If the thought of jostling for space with thousands of squealing Americans on Barcelona’s Las Ramblas, or clambering through hundreds of zonked out Brits in Amsterdam doesn’t appeal to you, then this quieter alternative might be your saviour.
Pinned against the North Sea and not far from one of the UK’s most spectacular national parks, there are plenty of activities to do in and around this beautiful city.
Aberdeen might be Scotland’s third most populous city after Glasgow and Edinburgh, but it is certainly not a tourist hotspot.
A notable feature of the city is its sparkling buildings trail.
Many of the older buildings from the mid-18th to mid-20th centuries were built with locally quarried grey granite, which sometimes sparkles in the right light due to its high mica content.
The city itself boasts a maritime museum which explains the contribution of the fishing and shipbuilding industries in turning Aberdeen into one of the ‘supercities’ of the UK economy.
There is also an art gallery and various parks and gardens.
Dolphins are also not a rare sight. Locals love to jump on a boat out to sea and commonly spot bottlenose dolphins, risso dolphins and even minke whales.
There Torry Battery is a great viewing spot where plenty of animals feed in the mouth of the River Dee.
The town is also home to European football – Sir Alex Ferguson’s beloved Aberdeen FC lost last night to Frankfurt, but welcome Helsinki in a couple of weeks.
Balmoral Castle is not long up the road too.
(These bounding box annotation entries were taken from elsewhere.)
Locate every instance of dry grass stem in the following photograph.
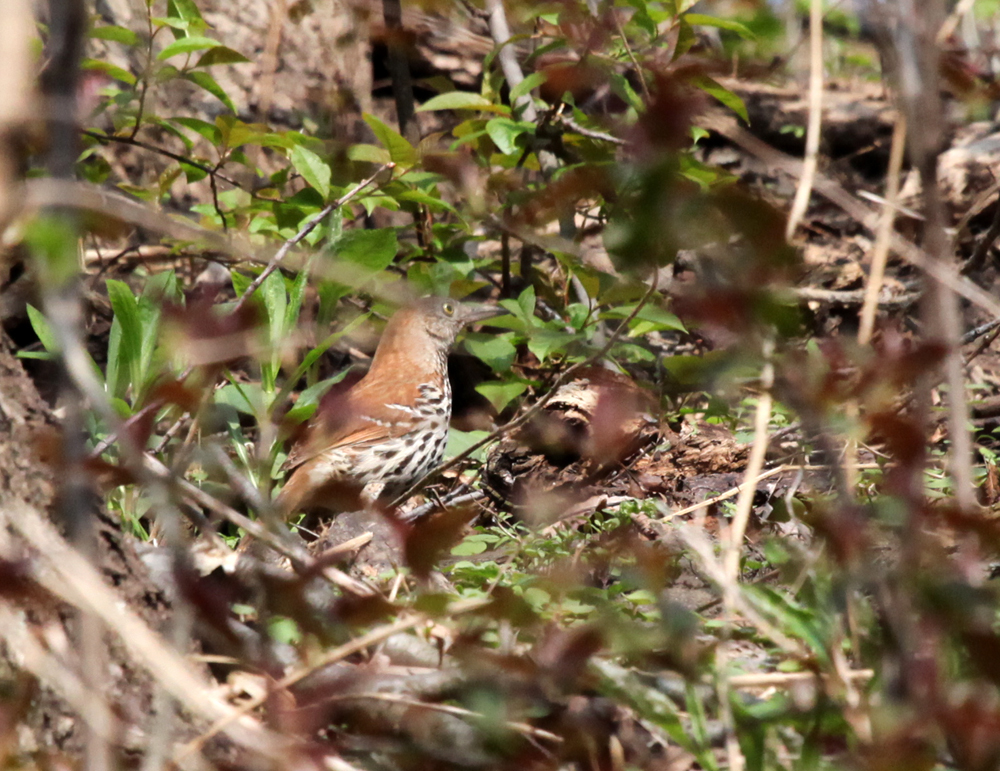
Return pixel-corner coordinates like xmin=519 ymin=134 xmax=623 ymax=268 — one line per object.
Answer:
xmin=785 ymin=0 xmax=823 ymax=241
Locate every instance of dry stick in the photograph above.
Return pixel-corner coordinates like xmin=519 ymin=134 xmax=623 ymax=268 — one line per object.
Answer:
xmin=858 ymin=114 xmax=906 ymax=345
xmin=143 ymin=454 xmax=376 ymax=597
xmin=702 ymin=115 xmax=1000 ymax=317
xmin=325 ymin=692 xmax=563 ymax=743
xmin=785 ymin=0 xmax=823 ymax=241
xmin=722 ymin=338 xmax=774 ymax=588
xmin=844 ymin=113 xmax=906 ymax=490
xmin=232 ymin=161 xmax=396 ymax=313
xmin=716 ymin=342 xmax=772 ymax=771
xmin=659 ymin=463 xmax=881 ymax=522
xmin=0 ymin=502 xmax=285 ymax=759
xmin=0 ymin=600 xmax=118 ymax=742
xmin=729 ymin=669 xmax=875 ymax=688
xmin=80 ymin=129 xmax=240 ymax=188
xmin=390 ymin=270 xmax=659 ymax=508
xmin=174 ymin=599 xmax=492 ymax=763
xmin=894 ymin=6 xmax=976 ymax=510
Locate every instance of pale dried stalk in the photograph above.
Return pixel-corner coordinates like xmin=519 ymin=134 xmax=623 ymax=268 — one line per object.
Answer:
xmin=858 ymin=114 xmax=906 ymax=345
xmin=701 ymin=115 xmax=1000 ymax=317
xmin=722 ymin=339 xmax=774 ymax=588
xmin=0 ymin=0 xmax=35 ymax=228
xmin=785 ymin=0 xmax=823 ymax=241
xmin=0 ymin=502 xmax=287 ymax=759
xmin=181 ymin=599 xmax=491 ymax=763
The stunning royal residence is nestled in the extraordinary Cairngorms National Park. Known as Queen Elizabeth’s favourite pad, she made sure it was her final one too – and beginning this year, visitors will be allowed into the castle on certain dates from September to December.
The craggy Cairngorms, meanwhile, are home to five of the six biggest mountains in Scotland and are one of the UK’s best for outdoor lovers – although they might want to avoid Balmoral for that reason.
Aberdeen is known as the offshore European capital of oil because of the vast amounts of untapped resources in the North Sea. It remains to be seen whether the oil money will still flow, but one thing is for sure – it is definitely worth visiting.